Speaker examines evolving learning climate

Featured presenter at annual League of Women Voters meeting

By Lea Kahn, Staff Writer
   Times have changed.
   In the “good old days,” teachers sorted out which students would go to college and which would go to work after high school, said Willa Spicer, the state’s deputy commissioner of education.
   It didn’t even matter if a student dropped out of high school, because there were plenty of jobs that paid enough money to support a family, she told the Lawrence League of Women Voters at its annual meeting June 3.
   ”All of us are the result of that sorting out,” she said. “A high school dropout could make it just fine. You could work your way up (in the company) and become a supervisor. We all knew those people.”
   But since the federal No Child Left Behind Act of 2001 became law, the public schools are required to educate all children equally, a “major difference in the way we run schools,” said Ms. Spicer, who holds the No. 2 post in the state Department of Education.
   Ms. Spicer recalled a story from her own childhood, in which her mother pointedly told her that “math does not run in our family.” She said she knew math was not her strong point, and so learned what she needed to know and did what she was told.
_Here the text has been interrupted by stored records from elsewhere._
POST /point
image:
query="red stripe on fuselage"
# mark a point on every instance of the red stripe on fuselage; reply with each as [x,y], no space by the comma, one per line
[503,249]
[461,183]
   ”I would ask questions about math, because math made no sense to me,” she said. “It was just answering the questions. ‘You get on a train’ — it doesn’t matter where it’s going — ‘and it’s about what time another train going the other way will pass you.’”
   ”Who will need that information?” she said. “It never dawned on me that the information was supposed to be used. That was fine for me. I knew just enough (math) to get through school. But my world is gone. If we continue to turn out students like me, the United States won’t survive.”
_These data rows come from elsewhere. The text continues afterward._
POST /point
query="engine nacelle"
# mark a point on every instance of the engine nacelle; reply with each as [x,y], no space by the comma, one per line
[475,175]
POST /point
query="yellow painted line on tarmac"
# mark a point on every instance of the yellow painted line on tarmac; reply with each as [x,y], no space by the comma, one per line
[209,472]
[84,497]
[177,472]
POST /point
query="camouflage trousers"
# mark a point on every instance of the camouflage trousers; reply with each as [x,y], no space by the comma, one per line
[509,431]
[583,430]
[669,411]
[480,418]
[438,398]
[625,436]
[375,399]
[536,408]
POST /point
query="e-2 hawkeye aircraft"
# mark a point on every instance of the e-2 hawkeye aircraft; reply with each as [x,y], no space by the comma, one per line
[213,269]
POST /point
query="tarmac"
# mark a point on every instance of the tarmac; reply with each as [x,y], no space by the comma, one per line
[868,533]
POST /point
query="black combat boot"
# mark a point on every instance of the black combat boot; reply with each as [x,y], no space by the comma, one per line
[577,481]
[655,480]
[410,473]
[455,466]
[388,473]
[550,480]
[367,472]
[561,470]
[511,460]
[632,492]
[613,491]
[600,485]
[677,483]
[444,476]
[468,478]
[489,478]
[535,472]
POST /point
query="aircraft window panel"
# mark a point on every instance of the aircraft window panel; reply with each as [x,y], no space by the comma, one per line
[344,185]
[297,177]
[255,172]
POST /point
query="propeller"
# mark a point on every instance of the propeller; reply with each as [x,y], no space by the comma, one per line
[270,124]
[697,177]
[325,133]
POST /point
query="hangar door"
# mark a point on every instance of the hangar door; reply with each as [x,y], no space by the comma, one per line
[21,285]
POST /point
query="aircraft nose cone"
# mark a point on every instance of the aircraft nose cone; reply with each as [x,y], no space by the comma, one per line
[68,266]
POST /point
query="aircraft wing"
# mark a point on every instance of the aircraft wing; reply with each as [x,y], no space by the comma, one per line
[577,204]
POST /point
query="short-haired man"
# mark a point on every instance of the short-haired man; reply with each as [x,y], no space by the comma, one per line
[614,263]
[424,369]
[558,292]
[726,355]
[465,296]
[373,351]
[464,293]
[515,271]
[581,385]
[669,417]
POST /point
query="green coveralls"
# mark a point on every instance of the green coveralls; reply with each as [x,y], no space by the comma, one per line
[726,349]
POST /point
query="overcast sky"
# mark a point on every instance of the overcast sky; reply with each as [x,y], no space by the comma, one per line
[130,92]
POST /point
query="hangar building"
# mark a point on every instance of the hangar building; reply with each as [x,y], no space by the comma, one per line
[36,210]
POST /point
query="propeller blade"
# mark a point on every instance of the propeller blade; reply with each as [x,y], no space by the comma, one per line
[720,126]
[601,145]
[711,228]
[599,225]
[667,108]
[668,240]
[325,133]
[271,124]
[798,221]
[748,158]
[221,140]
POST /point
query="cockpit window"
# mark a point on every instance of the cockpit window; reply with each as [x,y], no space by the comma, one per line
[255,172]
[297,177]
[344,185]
   Now, it is important for students to understand the concepts, Ms. Spicer said. The old-time production jobs are evaporating at the same rate as professional jobs are growing in the global economy, she said. To earn high wages, one must have a high level of skills, she added.
   Ms. Spicer said the emphasis has moved from testing students to ensuring they are learning. Teachers were taught how to teach and if a student did not learn, it was the student’s fault — not the teacher’s fault, she said. The new approach has made teaching much more difficult, she added.
   Students are still given standardized tests, she said. Those tests are administered in grades 3-8 then again in grade 11. The tests are being revised to follow the curriculum taught to the students, she added. For example, all high school students must take algebra I, algebra II, geometry, English, chemistry and biology.
   ”The government is saying that every child must learn,” Ms. Spicer said. “With students who are easy to teach, we are doing wonders, but there is the unspoken problem of disaffected high school students who don’t want to be there. Teaching is far harder. (And) when a student does not test well, we will have to say, ‘How can we change our (approach to) teaching?’…The future of the students and society matters.”